Everyone, these days, talks about the cloud. Deep learning, AI, serverless infrastructure, big data, yadda yadda yadda. Industry types string these buzzwords together and present them as magical formulas for guaranteed success, but who really understands what all the hype is about? What are the benefits of all this shiny tech and, more importantly, how the heck do you go about implementing this stuff in such a way that you reap the benefits without hurting your product or organisation?
We decided to attend AWS re:Invent 2016 in Vegas to get a better idea. We set off with a clear strategy based on our technical objectives and AWS experience, but with an open mind and an eagerness to discover new use-cases, ideas and experiences from companies that had been around the track before us. So what did we learn?
All in or not?
One question we asked ourselves prior to going to Vegas—and that you might want to also ask yourself as well—is: All in or not? By this, we mean: are you going to accept, as an organization, to be fully dependant on Amazon Web Services as the only option for certain parts of your infrastructure? The sooner you make this decision, the easier your architectural choices will be. For instance: should we use AWS Kinesis streams or implement our own Kafka cluster hosted on EBS ready to move to GCP or Azure at the click of a switch? If you need this kind of fallback or have a very specific case that no AWS managed service can answer (and you can’t create an abstraction to support a future fallback), you should play your cards more conservatively. If not, do yourself a favor and focus on your products instead of your DevOps. Remember, there is only one way to beat the House.
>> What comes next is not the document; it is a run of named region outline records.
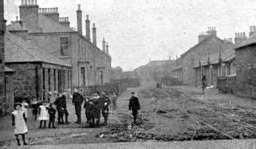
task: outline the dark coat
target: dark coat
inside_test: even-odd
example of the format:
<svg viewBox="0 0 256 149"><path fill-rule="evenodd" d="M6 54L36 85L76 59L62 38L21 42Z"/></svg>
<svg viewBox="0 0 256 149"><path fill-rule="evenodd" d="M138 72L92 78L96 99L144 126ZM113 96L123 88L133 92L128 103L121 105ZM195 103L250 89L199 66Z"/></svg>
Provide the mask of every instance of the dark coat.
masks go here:
<svg viewBox="0 0 256 149"><path fill-rule="evenodd" d="M65 96L64 96L64 95L61 97L61 105L64 108L67 108L67 100L66 100Z"/></svg>
<svg viewBox="0 0 256 149"><path fill-rule="evenodd" d="M105 103L107 103L106 105L105 105ZM102 110L108 110L108 106L110 104L109 98L106 96L102 96L100 97L100 104L101 104Z"/></svg>
<svg viewBox="0 0 256 149"><path fill-rule="evenodd" d="M136 96L132 96L129 102L129 110L138 111L140 109L139 99Z"/></svg>
<svg viewBox="0 0 256 149"><path fill-rule="evenodd" d="M54 119L56 115L56 110L53 108L49 108L48 110L49 119Z"/></svg>
<svg viewBox="0 0 256 149"><path fill-rule="evenodd" d="M90 99L88 102L87 104L85 105L85 112L87 116L90 119L95 119L98 116L98 112L97 111L98 108L96 107L96 103L97 101L95 100L95 99Z"/></svg>
<svg viewBox="0 0 256 149"><path fill-rule="evenodd" d="M78 92L75 92L73 94L73 104L81 104L83 103L84 97Z"/></svg>

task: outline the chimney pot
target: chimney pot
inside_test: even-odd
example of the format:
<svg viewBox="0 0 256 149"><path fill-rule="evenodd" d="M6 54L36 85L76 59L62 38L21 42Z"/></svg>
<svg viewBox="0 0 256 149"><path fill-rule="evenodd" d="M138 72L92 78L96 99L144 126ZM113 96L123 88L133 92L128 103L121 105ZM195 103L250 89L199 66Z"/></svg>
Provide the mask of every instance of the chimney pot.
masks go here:
<svg viewBox="0 0 256 149"><path fill-rule="evenodd" d="M83 34L82 29L82 13L81 10L81 5L78 5L78 10L77 11L77 33L78 34Z"/></svg>
<svg viewBox="0 0 256 149"><path fill-rule="evenodd" d="M95 23L93 24L93 43L96 46L96 33Z"/></svg>

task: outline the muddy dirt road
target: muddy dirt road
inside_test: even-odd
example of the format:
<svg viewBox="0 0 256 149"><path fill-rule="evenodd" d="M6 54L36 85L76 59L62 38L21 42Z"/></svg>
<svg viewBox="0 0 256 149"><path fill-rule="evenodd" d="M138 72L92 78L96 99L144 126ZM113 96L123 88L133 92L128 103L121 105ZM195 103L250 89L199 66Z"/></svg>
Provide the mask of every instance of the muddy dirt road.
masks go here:
<svg viewBox="0 0 256 149"><path fill-rule="evenodd" d="M30 119L27 139L30 145L77 144L89 143L211 140L256 138L254 101L208 90L203 94L192 87L142 85L128 88L118 100L118 108L111 106L108 124L89 128L77 124L74 108L69 102L68 125L57 129L38 129L38 122ZM130 92L140 99L139 125L131 125L128 105ZM8 117L9 116L9 117ZM1 145L15 145L10 116L1 118ZM103 122L103 120L101 120Z"/></svg>

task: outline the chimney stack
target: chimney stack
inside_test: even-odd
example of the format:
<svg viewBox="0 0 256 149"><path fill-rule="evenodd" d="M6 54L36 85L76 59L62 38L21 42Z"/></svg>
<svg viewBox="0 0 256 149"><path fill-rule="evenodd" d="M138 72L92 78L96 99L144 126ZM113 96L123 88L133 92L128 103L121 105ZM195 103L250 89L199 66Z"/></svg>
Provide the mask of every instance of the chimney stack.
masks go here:
<svg viewBox="0 0 256 149"><path fill-rule="evenodd" d="M19 6L20 20L26 22L29 33L40 32L38 24L38 6L36 0L22 0Z"/></svg>
<svg viewBox="0 0 256 149"><path fill-rule="evenodd" d="M108 43L107 42L107 45L106 45L106 52L107 52L107 54L108 54Z"/></svg>
<svg viewBox="0 0 256 149"><path fill-rule="evenodd" d="M246 35L245 32L243 32L243 33L235 33L235 37L234 37L234 44L235 45L240 44L245 39L246 39Z"/></svg>
<svg viewBox="0 0 256 149"><path fill-rule="evenodd" d="M250 37L256 32L256 26L250 26L249 37Z"/></svg>
<svg viewBox="0 0 256 149"><path fill-rule="evenodd" d="M87 37L87 39L89 39L89 41L91 41L90 21L89 20L89 15L86 15L85 30L86 30L86 37Z"/></svg>
<svg viewBox="0 0 256 149"><path fill-rule="evenodd" d="M103 37L103 41L102 41L102 50L104 53L106 53L106 41L104 37Z"/></svg>
<svg viewBox="0 0 256 149"><path fill-rule="evenodd" d="M208 31L207 33L209 36L211 36L211 35L217 36L217 32L216 32L215 27L208 27Z"/></svg>
<svg viewBox="0 0 256 149"><path fill-rule="evenodd" d="M93 43L96 46L96 34L95 23L93 23Z"/></svg>
<svg viewBox="0 0 256 149"><path fill-rule="evenodd" d="M82 35L82 11L81 10L81 5L78 5L78 10L77 11L77 33Z"/></svg>

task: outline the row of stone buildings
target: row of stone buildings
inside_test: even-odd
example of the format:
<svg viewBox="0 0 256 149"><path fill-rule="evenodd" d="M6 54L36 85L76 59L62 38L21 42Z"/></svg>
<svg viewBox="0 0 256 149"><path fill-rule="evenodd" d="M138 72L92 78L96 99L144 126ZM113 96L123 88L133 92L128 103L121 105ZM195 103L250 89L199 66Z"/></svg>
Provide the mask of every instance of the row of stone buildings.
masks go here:
<svg viewBox="0 0 256 149"><path fill-rule="evenodd" d="M171 76L183 84L202 85L203 75L207 86L229 88L232 92L243 96L256 97L255 33L250 26L249 37L236 33L232 38L220 39L215 27L199 35L199 43L177 58ZM225 84L220 84L224 78Z"/></svg>
<svg viewBox="0 0 256 149"><path fill-rule="evenodd" d="M3 9L3 4L1 6ZM88 15L83 35L80 5L77 10L77 30L69 26L69 18L60 18L56 7L39 8L37 1L22 0L19 10L20 20L17 17L11 22L5 36L2 36L1 43L5 45L1 47L5 53L1 53L0 81L5 88L1 86L0 93L6 92L8 88L13 90L10 93L12 96L2 97L6 103L1 100L2 113L8 111L3 104L10 105L6 102L13 100L14 96L46 100L55 91L110 82L112 58L108 45L103 38L102 49L98 48L94 23L91 40ZM1 13L3 16L3 10ZM1 23L4 22L2 17ZM4 26L1 25L1 29L6 29ZM4 70L9 75L2 77Z"/></svg>

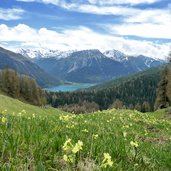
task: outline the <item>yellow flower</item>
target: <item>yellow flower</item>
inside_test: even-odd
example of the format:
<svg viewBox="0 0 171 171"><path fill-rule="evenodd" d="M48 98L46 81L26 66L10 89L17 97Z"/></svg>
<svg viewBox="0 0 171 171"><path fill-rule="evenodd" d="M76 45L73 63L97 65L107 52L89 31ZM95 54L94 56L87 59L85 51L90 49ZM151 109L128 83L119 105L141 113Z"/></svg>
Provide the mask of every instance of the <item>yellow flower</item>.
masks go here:
<svg viewBox="0 0 171 171"><path fill-rule="evenodd" d="M77 153L78 151L82 150L83 142L78 140L78 142L75 144L74 148L72 149L73 153Z"/></svg>
<svg viewBox="0 0 171 171"><path fill-rule="evenodd" d="M132 146L132 147L135 147L135 148L137 148L138 147L138 142L133 142L133 141L131 141L130 142L130 145Z"/></svg>
<svg viewBox="0 0 171 171"><path fill-rule="evenodd" d="M5 117L2 117L2 123L6 123L8 120Z"/></svg>

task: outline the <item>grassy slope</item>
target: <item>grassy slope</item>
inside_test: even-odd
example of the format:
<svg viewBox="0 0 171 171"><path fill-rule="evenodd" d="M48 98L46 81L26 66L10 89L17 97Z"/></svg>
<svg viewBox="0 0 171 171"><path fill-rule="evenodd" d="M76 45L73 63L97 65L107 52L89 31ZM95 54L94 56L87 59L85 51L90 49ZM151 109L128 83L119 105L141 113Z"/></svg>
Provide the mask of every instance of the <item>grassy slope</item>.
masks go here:
<svg viewBox="0 0 171 171"><path fill-rule="evenodd" d="M101 170L99 166L107 163L103 153L109 153L113 161L112 167L103 170L171 170L171 122L161 119L163 111L142 114L108 110L75 116L1 95L0 113L4 109L7 114L0 114L2 171ZM23 109L26 113L20 112ZM6 123L2 122L3 117L7 118ZM69 138L73 145L78 140L83 142L83 149L76 155L62 149ZM131 141L138 147L131 146ZM68 148L73 147L68 144ZM64 154L71 155L74 163L67 164Z"/></svg>
<svg viewBox="0 0 171 171"><path fill-rule="evenodd" d="M22 110L26 110L29 114L40 114L40 115L48 115L48 114L59 114L61 113L59 110L54 109L54 108L40 108L37 106L32 106L30 104L23 103L19 100L0 95L0 111L2 110L8 110L8 113L19 113Z"/></svg>

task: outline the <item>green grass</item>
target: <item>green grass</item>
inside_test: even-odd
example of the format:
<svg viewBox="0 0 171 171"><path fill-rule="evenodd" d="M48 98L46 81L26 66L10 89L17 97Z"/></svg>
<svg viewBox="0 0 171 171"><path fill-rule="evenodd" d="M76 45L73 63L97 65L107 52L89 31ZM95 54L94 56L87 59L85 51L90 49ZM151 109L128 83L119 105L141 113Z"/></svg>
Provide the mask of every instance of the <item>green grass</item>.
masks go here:
<svg viewBox="0 0 171 171"><path fill-rule="evenodd" d="M0 113L2 171L171 170L171 121L162 118L163 111L107 110L76 116L1 95ZM76 144L79 140L83 146ZM104 153L113 164L110 157L104 160Z"/></svg>

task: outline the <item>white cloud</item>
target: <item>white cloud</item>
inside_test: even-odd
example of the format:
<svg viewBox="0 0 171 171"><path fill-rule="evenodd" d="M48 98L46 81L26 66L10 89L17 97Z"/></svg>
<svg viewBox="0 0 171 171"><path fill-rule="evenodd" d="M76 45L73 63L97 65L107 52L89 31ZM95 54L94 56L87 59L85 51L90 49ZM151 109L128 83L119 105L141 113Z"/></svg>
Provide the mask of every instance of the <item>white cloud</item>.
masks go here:
<svg viewBox="0 0 171 171"><path fill-rule="evenodd" d="M152 4L162 0L88 0L91 4L99 5L116 5L116 4Z"/></svg>
<svg viewBox="0 0 171 171"><path fill-rule="evenodd" d="M105 26L104 26L105 27ZM171 39L171 9L144 10L125 17L119 25L109 25L112 33L143 38Z"/></svg>
<svg viewBox="0 0 171 171"><path fill-rule="evenodd" d="M138 36L143 38L171 39L171 23L159 24L122 24L108 27L111 32L125 36Z"/></svg>
<svg viewBox="0 0 171 171"><path fill-rule="evenodd" d="M8 48L12 48L12 42L15 42L15 47L18 45L18 48L99 49L103 51L117 49L129 55L143 54L157 58L164 58L171 45L100 34L82 26L57 32L47 28L36 30L24 24L15 27L2 24L0 25L0 35L1 44Z"/></svg>
<svg viewBox="0 0 171 171"><path fill-rule="evenodd" d="M130 16L134 15L136 16L138 13L140 13L142 10L134 8L134 7L124 7L121 6L125 3L130 4L138 4L138 3L152 3L159 0L89 0L88 3L79 3L80 1L71 1L70 3L66 2L65 0L18 0L18 1L24 1L24 2L41 2L45 4L53 4L56 6L59 6L61 8L64 8L68 11L76 11L81 13L90 13L90 14L97 14L97 15L122 15L122 16ZM86 2L86 1L85 1ZM105 3L106 2L106 3ZM99 4L101 4L99 6ZM108 4L106 6L106 4ZM120 5L118 5L120 4Z"/></svg>
<svg viewBox="0 0 171 171"><path fill-rule="evenodd" d="M12 8L12 9L4 9L0 8L0 19L2 20L18 20L22 18L24 14L23 9Z"/></svg>

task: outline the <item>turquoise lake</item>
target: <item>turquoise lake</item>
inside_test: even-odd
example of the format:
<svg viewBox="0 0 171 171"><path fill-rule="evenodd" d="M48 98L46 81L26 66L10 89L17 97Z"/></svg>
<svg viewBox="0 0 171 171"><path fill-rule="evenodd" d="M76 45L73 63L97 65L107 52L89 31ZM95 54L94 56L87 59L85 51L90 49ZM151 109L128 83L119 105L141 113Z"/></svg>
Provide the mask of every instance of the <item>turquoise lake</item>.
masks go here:
<svg viewBox="0 0 171 171"><path fill-rule="evenodd" d="M46 88L45 90L52 91L52 92L67 92L67 91L76 91L76 90L83 90L94 86L95 84L71 84L71 85L61 85L57 87Z"/></svg>

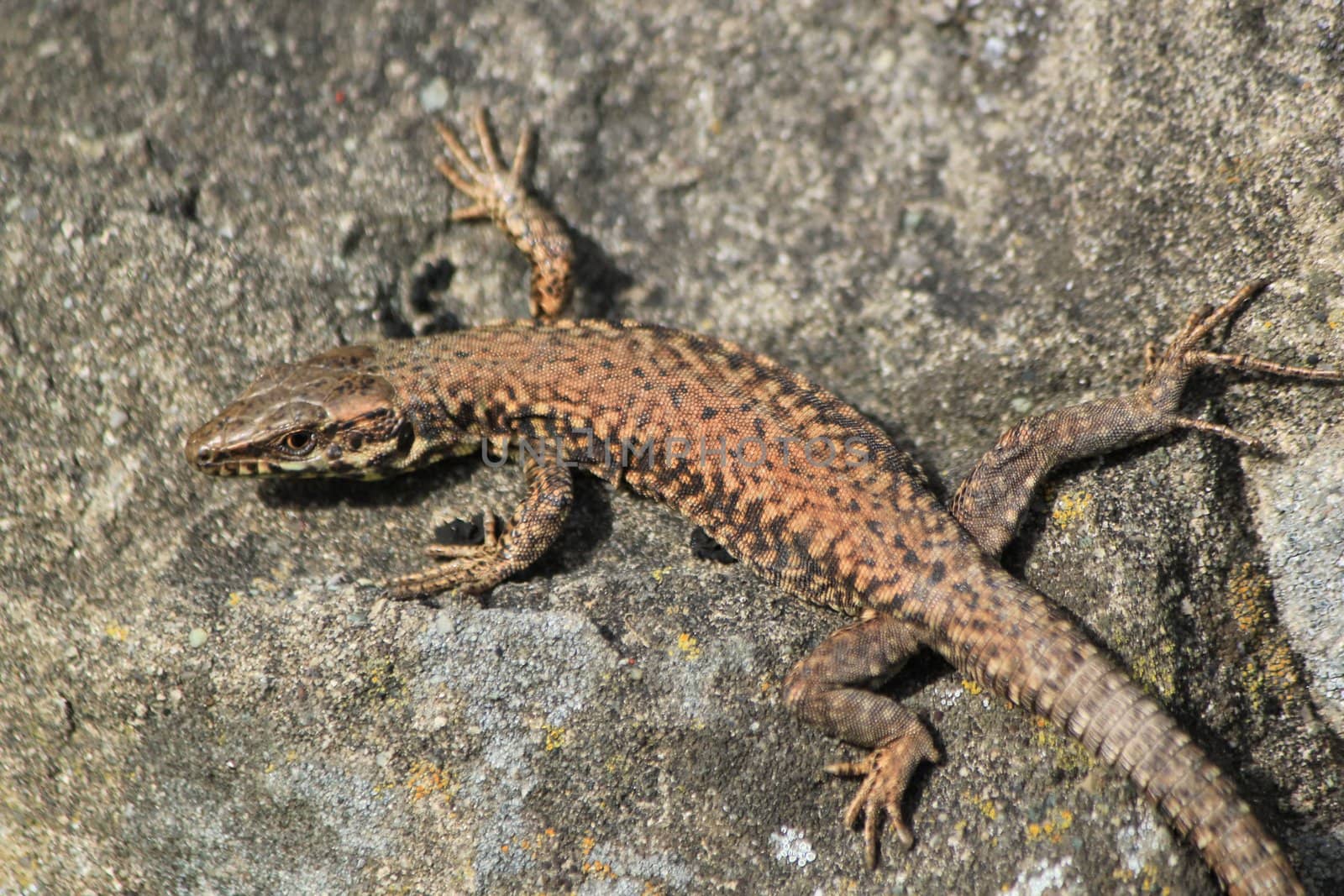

After our first full day at re:Invent, the message was clear: AWS is going hard on the full serverless propaganda. But what does serverless mean? Werner Vogels (Amazon CTO) describes the different levels of virtualization, starting with VM (your typical EC2 instances), followed by containers (like Docker on ECS), and it would seem that we’ve now come full circle with the final form of virtualization: serverless computing. A serverless service model is fully managed, eliminating the need to deploy, scale and supervise platform resources yourself. The likes of Lambda, Kinesis, API Gateway, DynamoDB, SQS, SNS, are all serverless services. So what’s the trap? Remember “All in or not?” Well, if you decided against going all in, you might want to take a step back and try to implement a less AWS-centric solution. Pricing models might also not fit all use-cases, so be careful.
Data lake™ and metadata
Searching in your data lake is costly and listing files on S3 takes ages. Yup, we feel your pain. AWS just launched Athena, a service that lets you run SQL-like queries on your S3 bucket. Yay! But, wait, what if you don’t have a precise schema for all these files? That’s why you need to organise all your data prior to dumping it into S3. You need metadata for each file somewhere that’s easily accessible and where you can run clean queries before retrieving the precise files you need.
Where’s my Kappa?
re:Invent ‘16 made no mention Kappa architecture... No one talked about real-time stream processing other than for certain cases of real-time bidding. There are countless ways to go about batch processing, and it feels like all of them were discussed at re:Invent. So if that’s what you’re looking for, you will be served well. Maybe next year stream processing will gain traction (fingers crossed)?
The silent heroes
One thing that was obvious to us during the convention is how some services are so ubiquitous that they are mentioned only in passing. For us, this indicated that we could likely consider these services as safe choices as we build and prepare to roll out our own data platform. S3, EC2, ECS, EBS, SQS, SNS, Route 53, API Gateway: these services were central components in most case studies shown, yet had almost no airtime when it came to discussing the specifics. The audience seemed to have no complaints, suggesting that these tools were mature and simple enough to use that their role was shrugged off as being self-evident.
As a closing remark, re:Invent is an intense convention. There’s a lot of running around and fighting for the best seats in the most popular talks, but in the end we can safely say it was an enriching experience. We learned a lot about what other companies were doing, where they felt their failure and successes laid. We also felt, despite the obvious echo-chamber effect, that it was a good confirmation process for us as prepare to go All in. Would we reattend? Gladly!